Processed tomato supply chain of Northern Italy

Area characterisation: 

The processed tomato supply chain of northern Italy covers four Regions (Emilia-Romagna, Lombardy, Piedmont, Veneto) and an autonomous Province (Bolzano) and the case study focuses on an area belonging to 37 municipalities of the Provinces of Parma and Piacenza where historical roots and core business are mainly located.

The supply chain is organised in an Inter-branch Organisation recognised by the Region and the European Union. It accounts for 39,000 hectares of tomato plants, comprises 2,000 producers grouped in 15 Producers
Organisations and 24 processing companies operating in 29 plants, processes 3 million tons of tomatoes into concentrate, pulp and paste that represent 50% of the overall Italian processing tomato, 25% of the European production and 6.5% of world production.

Main environmental and social benefits investigated are water quality and supply and healthy functioning soils, whose provision is marketdriven (increasing demand for sustainable food products and for quality,
social and environmental certifications) and characterised by policy support with indirect focus.

Objective: 

34 case studies were planned by the H2020 PEGASUS project in different farming and forest systems and along the supply chain in 10 EU countries, to: 

  • examine the issues faced in ensuring effective provision of public goods/ecosystem services from farming & forest activities; and 
  • find solutions to enable the economic social and environmental sustainability of the EU’s farmed & forest areas.
Actions: 

The case study examines how stakeholder interactions, market and environmental pressures, and EU/national
regulations led to an alignment of interests and enabled the introduction of farming methods and technological
innovations to improve the management of water & soil resources.

Potential impacts/benefits: 

The provision of environmental and social benefits is indirectly delivered through productive and investment choices of the supply chain actors (producers and processors), which were urged to guarantee production and processing viability by dealing with severe emergencies related to soil and water (mainly nitrate pollution, drought, floods, competition for natural resources) and to gain competitive advantage by meeting new consumers’ demand (certified quality food, environmental-friendly productions).

Faced with the pressing need to tackle the challenges of environmental, economic and social sustainability, the supply chain found a collective response marked by two major turning points: the introduction and widespread application of integrated production in the early ‘90s and of drip irrigation in the early 2000s.

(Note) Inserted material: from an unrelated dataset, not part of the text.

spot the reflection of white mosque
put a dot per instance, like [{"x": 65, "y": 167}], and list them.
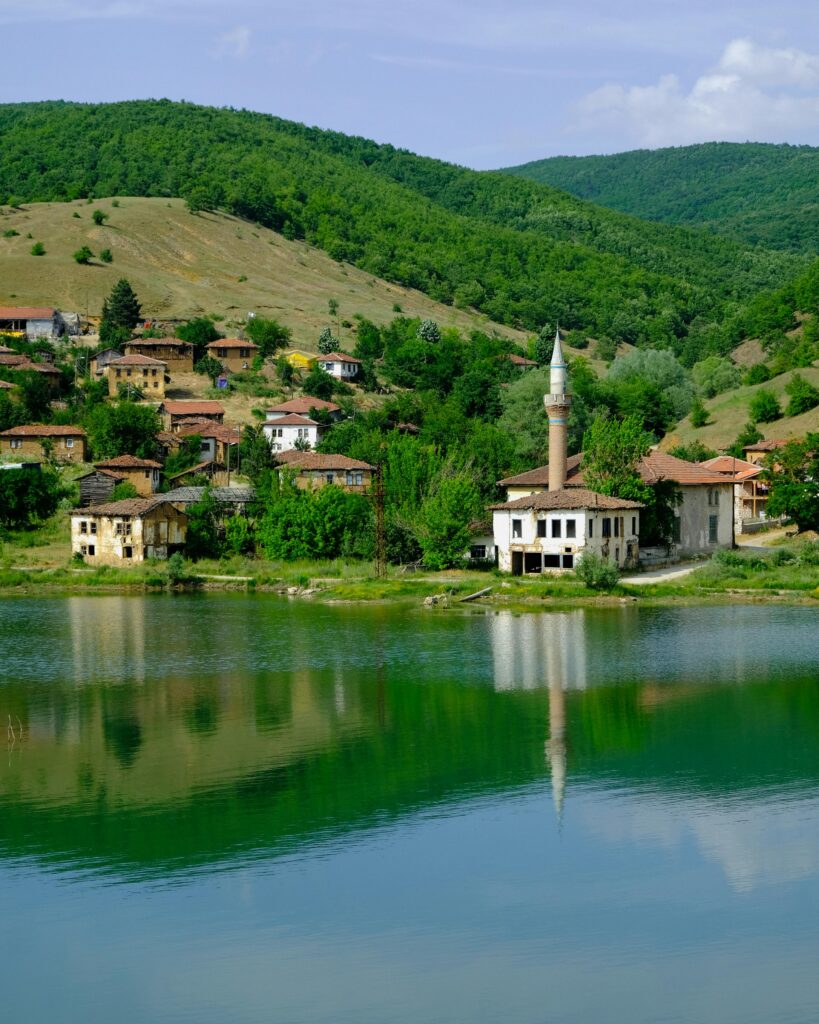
[{"x": 544, "y": 651}]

Environmental and social benefits provision is favoured by private initiative and a key role is played by collective action rooted in shared history, mutual trust, common values and goals. However, the supportive role of policies with indirect focus (CMO, RDP, regional funding and services) is also highly relevant.

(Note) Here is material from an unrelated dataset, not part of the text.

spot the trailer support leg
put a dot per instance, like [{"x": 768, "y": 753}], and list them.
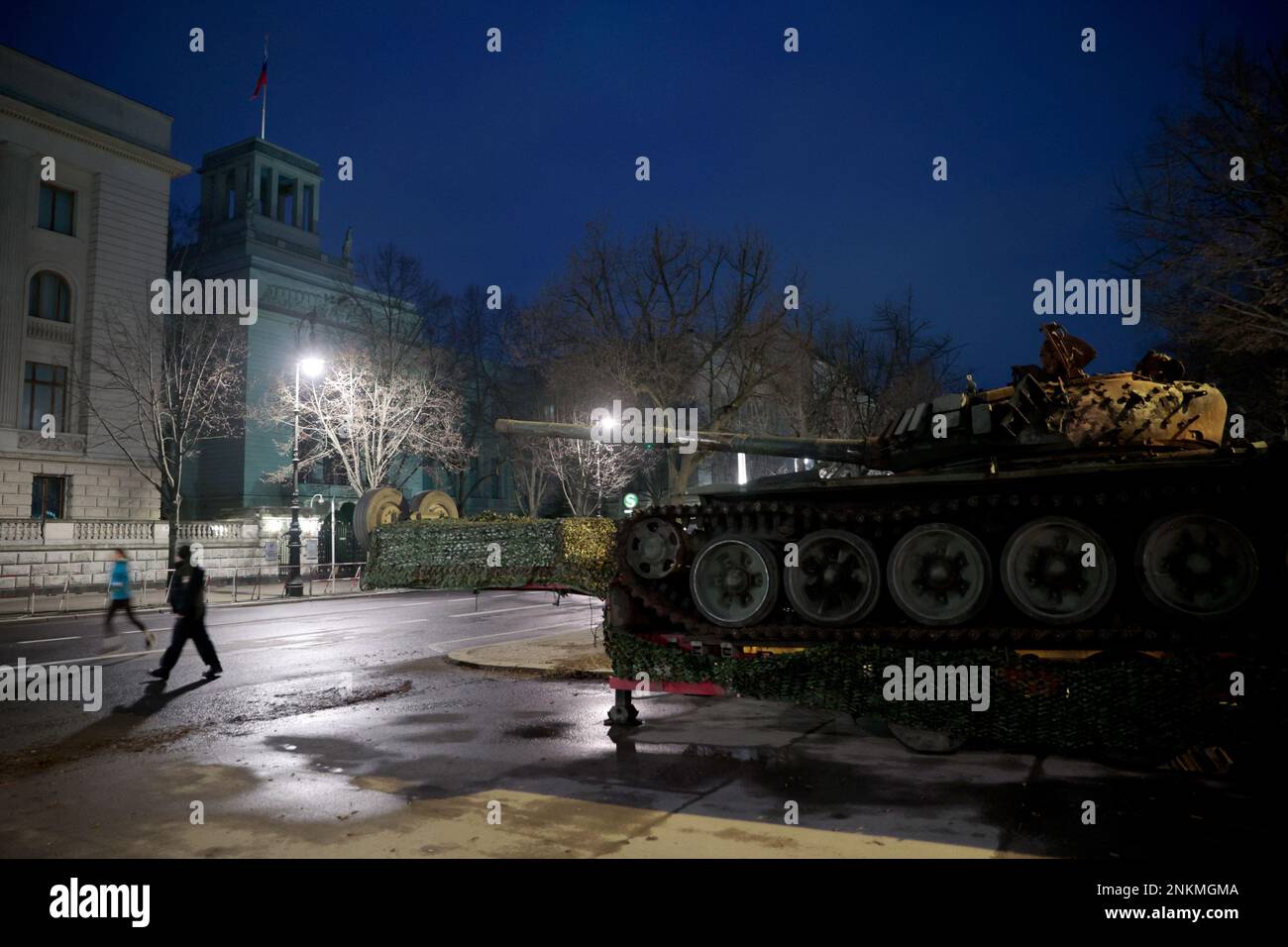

Transferability of the result: 
  1. The territorial (or supply chain) approach chosen is a key success factor for the sustainability of the initiative as emphasis is not put on crop production alone but on the resilience of the whole supply chain.
  2. The creation of the Interbranch Organisation bringing together Producers’ Organisations and processing firms helped to overcome the problem of a lack of harmonized requirements for regional Integrated Production and for product traceability.
  3. The reputation and recognisable quality of the product underpins the relationship with consumers.
  4. Mutual trust among the parties involved facilitated the formation of collective action to develop strategies jointly to face the threats posed by global competition. 
  5. The adoption of new rules and contractual arrangements between producers and processors, enforced through private schemes, provides some guarantee about market stability, farmers’ income, and on the quality of products from the northern Italian supply chain.

Further improvement in the provision of environmental and social benefits could come from a more widespread adoption of innovative techniques such as conservation agriculture, precision farming and irrigation decision support systems.

Lessons learned: 

Public policies enhanced only indirectly progress and factors enabling awareness and provision of environmental and social beneficial outcomes. Networking, rigorous respect of production protocols, agreed rules of behaviour and widespread use of innovation connected to use of soil and water resulted from economic decisions and governance arrangements of supply chain private actors. The supply chain acts as a point of convergence of all existing policies and financing (sectoral, territorial, environmental, etc.) and managed to drift them to support and implement local economic and environmental strategies over time.

Policies frame a comprehensive local plan for change of the tomato supply chain, but isolated single measures and projects do not necessarily assure robust long-term economic, social and environmental sustainability. In the near future, best practices adopted by the supply chain and changes occurred in local organisational patterns should be taken into deeper consideration and should help to rewrite policy provisions accordingly.